For many, al-Akkad was not merely a chronicler of genius, particularly within Islamic thought; he was a genius chronicling the development of Islam as a faith, as a socio-political structure, and as a societal frame of reference. Some go further, seeing al-Akkad as a philosopher of what he believed was the genius of monotheism in Judaism, Christianity, and Islam.

Yet al-Akkad’s legacy proved highly problematic. Al-Akkad’s strong attacks on modernity and buttressing of Salafism might have been built on subtle philosophical foundations. But al-Akkad’s thought, quite quickly after his death, became a tool in the hands of narrow-minded literalists, particularly in the Islamist movement in Egypt and different parts of the East. The literalists found in him a giant thinker with a superb understanding of the ideas upon which Western modernisation was built, and importantly a star of Egyptian culture, who - like them - rejected modernisation and supported the supremacy of a socio-cultural framework anchored on religion.

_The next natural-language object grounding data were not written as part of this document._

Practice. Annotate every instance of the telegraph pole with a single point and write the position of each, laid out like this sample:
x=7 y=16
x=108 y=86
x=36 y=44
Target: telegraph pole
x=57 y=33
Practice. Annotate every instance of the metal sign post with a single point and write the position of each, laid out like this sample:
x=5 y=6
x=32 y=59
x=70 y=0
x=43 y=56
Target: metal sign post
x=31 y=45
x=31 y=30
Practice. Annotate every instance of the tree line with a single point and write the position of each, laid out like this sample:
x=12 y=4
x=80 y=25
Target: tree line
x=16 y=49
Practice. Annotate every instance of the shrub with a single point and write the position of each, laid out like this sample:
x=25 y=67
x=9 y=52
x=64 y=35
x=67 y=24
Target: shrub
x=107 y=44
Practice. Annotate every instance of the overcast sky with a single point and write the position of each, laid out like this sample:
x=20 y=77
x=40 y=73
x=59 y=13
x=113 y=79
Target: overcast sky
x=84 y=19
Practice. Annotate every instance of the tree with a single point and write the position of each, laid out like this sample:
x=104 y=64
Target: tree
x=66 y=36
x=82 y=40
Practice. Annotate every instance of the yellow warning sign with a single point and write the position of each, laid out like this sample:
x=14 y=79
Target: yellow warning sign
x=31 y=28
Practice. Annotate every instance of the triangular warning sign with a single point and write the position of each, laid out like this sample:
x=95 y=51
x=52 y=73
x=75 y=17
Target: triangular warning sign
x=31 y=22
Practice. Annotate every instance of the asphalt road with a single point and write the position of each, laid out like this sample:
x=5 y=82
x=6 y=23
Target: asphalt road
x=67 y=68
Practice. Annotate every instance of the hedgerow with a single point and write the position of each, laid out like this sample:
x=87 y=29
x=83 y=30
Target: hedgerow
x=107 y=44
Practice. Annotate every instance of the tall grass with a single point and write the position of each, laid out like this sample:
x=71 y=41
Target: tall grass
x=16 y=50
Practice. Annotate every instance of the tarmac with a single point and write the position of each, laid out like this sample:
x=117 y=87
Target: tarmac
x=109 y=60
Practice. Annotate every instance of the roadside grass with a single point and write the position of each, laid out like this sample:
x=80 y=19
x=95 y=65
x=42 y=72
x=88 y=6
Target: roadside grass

That al-Akkad’s conception of religion and his religious socio-cultural framework were far more sophisticated than these of the literalists, did not matter much. The vast majority of the masses to whom the literalists addressed their message hardly read al-Akkad’s work, nor were capable of truly understanding his multi-layered thought, particularly that his writings were peppered with historical and cultural references that were quite demanding on most readers. By the last quarter of the twentieth century, as literal Islamism was on a meteoric rise in Egypt and the region, al-Akkad posthumously became a hero of a litany of Islamists most of whom highly likely did not read him.

Al-Akkad’s legacy became the victim of his chosen detachment from Egypt’s modernisation. He might not have cared. The aloof giant would probably have lifted his eyes to the heavens seeing in his conception of the Divine’s approval the gain he had sought. Yet, this detachment is a loss - for even if al-Akkad’s writings ultimately proved to be a headwind that faced the modernisation of Egypt, his oeuvre is seriously rich in the breadth of its coverage and the depth of its analyses. It deserves detailed and patient reading, for despite major disagreements, al-Akkad’s work remains one of the most serious and rigorous intellectual projects in modern Egyptian culture.